3.3.4 De tekst van de bijzin ("tenzij ...") van het eerste lid en die van het tweede lid van art. 99 geven geen grond voor een ander oordeel. Uit de in de conclusie van de Advocaat-Generaal onder 3.24 weergegeven parlementaire geschiedenis volgt dat bij de redactie van deze bepaling vooral is gedacht aan situaties waarin een schenking is gedaan met als gevolg dat de schenker daardoor of daardoor eerder buiten staat geraakt door eigen middelen in de noodzakelijke kosten van het bestaan te voorzien. Gevallen als het onderhavige, waarin het gaat om de noodzaak van verdere verlening van bijstand als gevolg van de omstandigheid dat geen rekening is gehouden met middelen van de bijstandontvanger, zijn bij de parlementaire behandeling niet aan de orde geweest, naar valt aan te nemen, omdat dergelijke gevallen zich in de voorstelling van de wetgever niet voordoen, althans niet zouden behoren voor te doen: de bijstandsgerechtigde is immers verplicht mededeling te doen van het ontvangen van middelen waarmee deze zelf in de kosten van het bestaan kan voorzien. Er is echter geen reden dergelijke gevallen, waarin het in de bijzin van het eerste lid gemaakte voorbehoud van onvoorzienbaarheid van de latere bijstandsverlening geen betekenis heeft omdat reeds bijstand wordt verleend, van het toepassingsgebied van art. 99 Abw uit te zonderen. Integendeel, naar de hiervoor vermelde strekking van art. 99 behoort het geval waarin een schenking wordt gedaan door iemand die reeds bijstand geniet ten tijde van de schenking juist bij uitstek tot het toepassingsgebied van deze bepaling.
3.3.5 Aan het voorgaande doet niet af dat, mogelijk, ook terugvordering ingevolge paragraaf 2 van hoofdstuk VI van de Abw bij degene die bijstand ontvangt, had kunnen of moeten plaatshebben.

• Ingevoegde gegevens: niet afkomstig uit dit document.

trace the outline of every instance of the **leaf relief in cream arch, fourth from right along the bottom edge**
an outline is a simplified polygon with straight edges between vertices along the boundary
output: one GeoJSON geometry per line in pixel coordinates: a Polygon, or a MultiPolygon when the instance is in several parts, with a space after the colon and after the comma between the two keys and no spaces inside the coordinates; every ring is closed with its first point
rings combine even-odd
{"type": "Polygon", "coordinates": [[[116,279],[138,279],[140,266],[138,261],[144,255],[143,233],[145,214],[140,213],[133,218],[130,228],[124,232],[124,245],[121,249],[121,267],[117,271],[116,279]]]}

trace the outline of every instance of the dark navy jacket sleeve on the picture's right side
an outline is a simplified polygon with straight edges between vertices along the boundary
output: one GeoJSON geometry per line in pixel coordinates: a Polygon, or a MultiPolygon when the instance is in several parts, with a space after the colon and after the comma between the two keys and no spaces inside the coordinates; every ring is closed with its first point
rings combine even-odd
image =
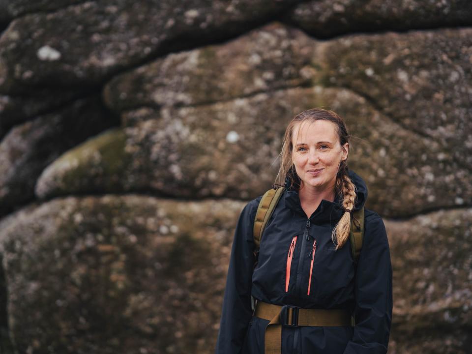
{"type": "Polygon", "coordinates": [[[355,276],[355,326],[344,354],[385,354],[392,321],[392,266],[383,221],[365,220],[355,276]]]}

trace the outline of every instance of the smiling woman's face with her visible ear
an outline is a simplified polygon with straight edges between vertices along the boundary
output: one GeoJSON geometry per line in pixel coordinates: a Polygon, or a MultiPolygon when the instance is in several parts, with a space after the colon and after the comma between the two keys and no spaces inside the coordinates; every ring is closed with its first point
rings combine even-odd
{"type": "Polygon", "coordinates": [[[312,192],[334,190],[349,143],[341,146],[336,125],[329,120],[303,121],[294,127],[292,160],[302,187],[312,192]]]}

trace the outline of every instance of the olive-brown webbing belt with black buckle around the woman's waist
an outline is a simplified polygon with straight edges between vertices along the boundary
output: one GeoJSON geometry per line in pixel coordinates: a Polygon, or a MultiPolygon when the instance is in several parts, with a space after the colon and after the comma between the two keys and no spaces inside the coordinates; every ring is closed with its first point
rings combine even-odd
{"type": "Polygon", "coordinates": [[[354,318],[349,310],[305,309],[295,306],[280,306],[258,301],[254,316],[270,321],[266,326],[265,354],[280,354],[282,326],[352,326],[354,318]]]}

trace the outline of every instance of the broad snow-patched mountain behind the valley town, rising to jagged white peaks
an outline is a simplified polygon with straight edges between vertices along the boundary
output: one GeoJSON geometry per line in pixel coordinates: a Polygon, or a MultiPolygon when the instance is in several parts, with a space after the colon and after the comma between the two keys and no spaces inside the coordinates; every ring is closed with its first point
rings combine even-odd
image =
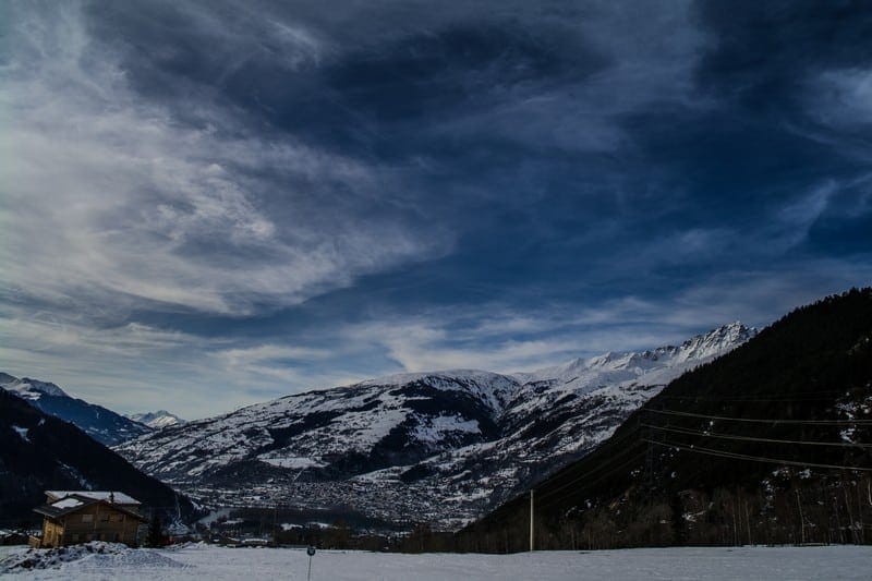
{"type": "Polygon", "coordinates": [[[288,396],[116,449],[207,503],[350,506],[450,528],[580,458],[685,371],[755,334],[532,373],[403,374],[288,396]]]}

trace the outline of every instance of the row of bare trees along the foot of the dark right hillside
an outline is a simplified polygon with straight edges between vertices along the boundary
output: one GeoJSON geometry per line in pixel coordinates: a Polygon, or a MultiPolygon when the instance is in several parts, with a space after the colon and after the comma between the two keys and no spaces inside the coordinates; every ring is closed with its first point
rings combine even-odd
{"type": "MultiPolygon", "coordinates": [[[[687,489],[655,498],[632,491],[604,506],[536,522],[535,548],[872,544],[872,477],[818,477],[782,469],[773,481],[755,491],[687,489]]],[[[528,550],[529,528],[529,515],[518,510],[498,530],[461,532],[456,548],[528,550]]]]}

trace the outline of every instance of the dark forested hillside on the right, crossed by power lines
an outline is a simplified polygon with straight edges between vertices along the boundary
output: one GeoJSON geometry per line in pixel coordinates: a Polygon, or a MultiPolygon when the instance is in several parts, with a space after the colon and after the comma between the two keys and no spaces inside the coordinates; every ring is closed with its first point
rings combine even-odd
{"type": "MultiPolygon", "coordinates": [[[[537,548],[872,542],[872,290],[796,310],[535,486],[537,548]]],[[[461,548],[528,548],[529,495],[461,548]]]]}

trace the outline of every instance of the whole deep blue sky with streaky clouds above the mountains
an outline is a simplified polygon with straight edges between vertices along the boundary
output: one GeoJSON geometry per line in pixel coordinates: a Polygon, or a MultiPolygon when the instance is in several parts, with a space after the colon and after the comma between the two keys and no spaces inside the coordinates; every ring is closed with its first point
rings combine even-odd
{"type": "Polygon", "coordinates": [[[0,370],[193,419],[872,283],[872,5],[0,0],[0,370]]]}

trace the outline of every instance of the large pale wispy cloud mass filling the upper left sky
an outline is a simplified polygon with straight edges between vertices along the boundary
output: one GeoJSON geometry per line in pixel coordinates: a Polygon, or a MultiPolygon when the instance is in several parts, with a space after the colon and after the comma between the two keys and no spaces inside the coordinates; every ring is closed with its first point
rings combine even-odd
{"type": "Polygon", "coordinates": [[[0,88],[8,286],[52,301],[242,314],[450,244],[390,216],[356,222],[380,184],[367,167],[252,134],[215,102],[189,106],[197,125],[143,101],[72,4],[29,16],[10,35],[20,48],[0,88]],[[286,179],[279,192],[276,174],[286,179]],[[337,187],[344,207],[308,202],[337,187]],[[277,221],[270,198],[299,211],[277,221]]]}

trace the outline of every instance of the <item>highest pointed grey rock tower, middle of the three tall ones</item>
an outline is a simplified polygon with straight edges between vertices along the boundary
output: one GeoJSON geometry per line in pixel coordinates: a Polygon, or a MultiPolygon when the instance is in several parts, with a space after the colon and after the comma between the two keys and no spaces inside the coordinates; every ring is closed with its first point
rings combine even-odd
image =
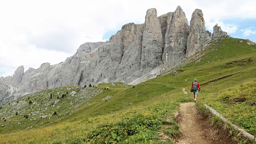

De tekst van de wet en het wettelijk stelsel dwingen niet tot de opvatting dat verhaal ingevolge hoofdstuk VII slechts zou zijn toegelaten indien terugvordering ingevolge hoofdstuk VI niet mogelijk is. Dit ligt ook niet voor de hand, omdat, uitgaande van de voortdurende noodzaak tot bijstandsverlening, in de praktijk niet of nauwelijks terugvordering bij de ontvanger van bijstand zou kunnen worden geëffectueerd. Het is onaannemelijk dat deze consequentie strookt met de wil van de wetgever.
3.3.6 Het onderdeel faalt derhalve.
3.4 Ook de in de overige onderdelen aangevoerde klachten kunnen niet tot cassatie leiden. Zulks behoeft, gezien art. 81 RO, geen nadere motivering nu de klachten niet nopen tot beantwoording van rechtsvragen in het belang van de rechtseenheid of de rechtsontwikkeling.
4. Beslissing
De Hoge Raad verwerpt het beroep.
Deze beschikking is gegeven door de vice-president P. Neleman als voorzitter en de raadsheren H.A.M. Aaftink, D.H. Beukenhorst, E.J. Numann en F.B. Bakels, en in het openbaar uitgesproken door de vice-president P. Neleman op 27 februari 2004.